Yom Kippur is one of the most important, if not the most important, Jewish holidays of the year. Known as the Day of Atonement, Yom Kippur comes after the 10 Days of Awe, which is the period that begins with Rosh Hashanah and ends with Yom Kippur. During the Days of Awe, Jews reflect on the year that's passed and make amends for any wrongdoings they've committed.
Each year, the holiday falls on the 10th day of the Jewish month of Tishrei. This year, Yom Kippur begins at sundown on September 27.
A major aspect of Yom Kippur is the process of confessing and atoning for your sins of the past year. The process of doing this is called teshuva, which means "to turn" in Hebrew. "We turn inward to see where we have missed the mark; we turn outward to dear family and friends, offering them words of remorse and reconciliation; and we turn away from bad habits and try to make better, healthier choices," writes Rabbi Sara Y. Sapadin.
The key ideals during Yom Kippur are repentance, reflection, and renewal. One way in which Jews practice these ideals is through fasting. Fasting on Yom Kippur is a mitzvah, or commandment. Jews begin fasting on erev Yom Kippur, or just before sunset on Yom Kippur, and end after night falls the next day. The idea behind the fast is that nothing shall pass your lips but prayer and your apologies for the wrongdoings you have committed during the past year.

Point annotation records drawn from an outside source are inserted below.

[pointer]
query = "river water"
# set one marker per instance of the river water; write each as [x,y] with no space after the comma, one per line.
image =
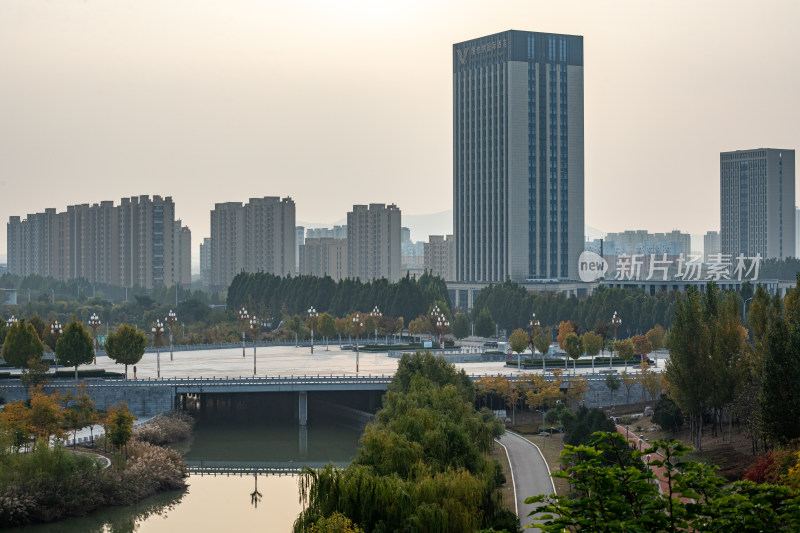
[224,501]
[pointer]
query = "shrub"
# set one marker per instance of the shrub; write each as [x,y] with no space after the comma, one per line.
[667,414]
[165,429]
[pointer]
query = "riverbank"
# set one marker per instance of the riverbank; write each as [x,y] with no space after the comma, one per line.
[50,484]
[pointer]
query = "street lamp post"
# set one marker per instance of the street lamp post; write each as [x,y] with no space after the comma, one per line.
[534,325]
[312,317]
[357,327]
[56,330]
[376,314]
[255,326]
[244,316]
[616,321]
[440,322]
[158,330]
[94,323]
[169,321]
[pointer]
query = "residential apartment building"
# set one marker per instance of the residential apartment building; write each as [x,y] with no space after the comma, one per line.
[757,212]
[373,242]
[711,244]
[258,236]
[336,232]
[137,243]
[205,262]
[324,257]
[518,156]
[632,242]
[440,256]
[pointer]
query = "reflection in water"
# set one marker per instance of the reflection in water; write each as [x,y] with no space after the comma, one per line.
[115,519]
[221,502]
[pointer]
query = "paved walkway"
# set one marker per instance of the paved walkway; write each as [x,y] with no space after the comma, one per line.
[530,475]
[659,471]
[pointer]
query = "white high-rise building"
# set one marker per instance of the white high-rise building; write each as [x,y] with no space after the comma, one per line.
[440,256]
[136,243]
[757,212]
[258,236]
[324,257]
[518,165]
[373,242]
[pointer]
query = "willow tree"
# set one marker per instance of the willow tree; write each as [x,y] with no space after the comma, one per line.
[22,344]
[75,346]
[690,363]
[126,346]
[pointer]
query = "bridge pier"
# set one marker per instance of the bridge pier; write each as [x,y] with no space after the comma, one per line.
[302,408]
[303,442]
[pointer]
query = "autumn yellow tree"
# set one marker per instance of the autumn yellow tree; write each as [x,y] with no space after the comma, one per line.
[650,381]
[46,415]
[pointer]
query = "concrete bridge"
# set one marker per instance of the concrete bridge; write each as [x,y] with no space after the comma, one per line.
[151,397]
[242,468]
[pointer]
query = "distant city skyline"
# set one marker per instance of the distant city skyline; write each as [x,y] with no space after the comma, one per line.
[210,102]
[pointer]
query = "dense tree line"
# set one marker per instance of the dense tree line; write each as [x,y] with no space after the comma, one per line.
[422,463]
[611,490]
[271,295]
[511,306]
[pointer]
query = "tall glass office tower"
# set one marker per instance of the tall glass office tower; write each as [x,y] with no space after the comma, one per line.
[518,156]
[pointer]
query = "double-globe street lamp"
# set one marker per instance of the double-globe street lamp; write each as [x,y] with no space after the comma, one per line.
[440,322]
[55,331]
[255,327]
[534,325]
[616,321]
[376,315]
[244,316]
[94,323]
[357,327]
[169,321]
[157,330]
[312,318]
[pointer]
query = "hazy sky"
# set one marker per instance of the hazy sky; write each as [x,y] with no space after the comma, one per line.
[342,102]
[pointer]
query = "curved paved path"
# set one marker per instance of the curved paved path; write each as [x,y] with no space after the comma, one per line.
[529,472]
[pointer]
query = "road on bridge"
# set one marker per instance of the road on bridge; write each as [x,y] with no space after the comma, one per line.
[529,472]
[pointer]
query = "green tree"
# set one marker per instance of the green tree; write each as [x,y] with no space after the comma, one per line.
[656,337]
[35,373]
[624,349]
[780,391]
[460,326]
[484,325]
[612,384]
[629,381]
[126,345]
[519,341]
[75,346]
[592,343]
[641,345]
[22,344]
[573,345]
[38,324]
[667,414]
[612,490]
[543,340]
[295,325]
[119,425]
[327,326]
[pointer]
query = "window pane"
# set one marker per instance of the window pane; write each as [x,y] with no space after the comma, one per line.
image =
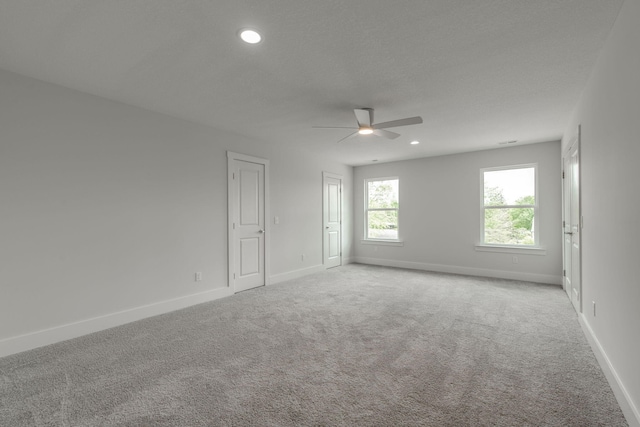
[382,194]
[382,224]
[510,187]
[513,226]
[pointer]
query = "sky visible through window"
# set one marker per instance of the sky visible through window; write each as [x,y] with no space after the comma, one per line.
[515,184]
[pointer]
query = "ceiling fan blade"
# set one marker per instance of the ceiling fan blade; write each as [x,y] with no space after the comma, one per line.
[386,133]
[349,136]
[333,127]
[402,122]
[364,116]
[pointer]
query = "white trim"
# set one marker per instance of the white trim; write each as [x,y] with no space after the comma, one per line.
[469,271]
[511,249]
[83,327]
[231,156]
[340,178]
[382,242]
[629,409]
[536,207]
[366,205]
[296,274]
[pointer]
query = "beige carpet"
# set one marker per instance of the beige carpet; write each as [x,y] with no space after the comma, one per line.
[356,345]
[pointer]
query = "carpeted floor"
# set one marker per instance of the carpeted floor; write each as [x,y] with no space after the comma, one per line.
[356,345]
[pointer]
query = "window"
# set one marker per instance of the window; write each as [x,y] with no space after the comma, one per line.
[381,208]
[509,206]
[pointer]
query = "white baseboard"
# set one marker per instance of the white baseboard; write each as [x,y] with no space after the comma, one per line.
[73,330]
[629,409]
[290,275]
[500,274]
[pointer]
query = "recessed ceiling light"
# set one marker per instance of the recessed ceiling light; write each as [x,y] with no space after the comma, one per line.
[250,36]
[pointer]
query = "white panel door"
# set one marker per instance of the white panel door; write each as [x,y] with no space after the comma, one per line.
[332,220]
[576,284]
[572,224]
[248,225]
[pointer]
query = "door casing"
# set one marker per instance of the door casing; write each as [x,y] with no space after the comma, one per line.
[232,159]
[572,222]
[331,220]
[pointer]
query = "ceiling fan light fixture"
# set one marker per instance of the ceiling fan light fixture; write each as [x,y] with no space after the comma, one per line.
[250,36]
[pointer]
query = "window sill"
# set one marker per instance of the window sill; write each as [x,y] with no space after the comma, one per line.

On Yom Kippur, Jews attend synagogue services to celebrate the holiday with their communities. Often Jews attend an evening service called Kol Nidre as Yom Kippur begins, and many spend the entire next day in services and in prayer. The shofar, a horn, is blown during the services, and songs are sung by the congregation.
The customary greeting is "L’Shana tova tikateivu," which is a wish for a happy year to come and that your life may be inscribed in the Book of Life.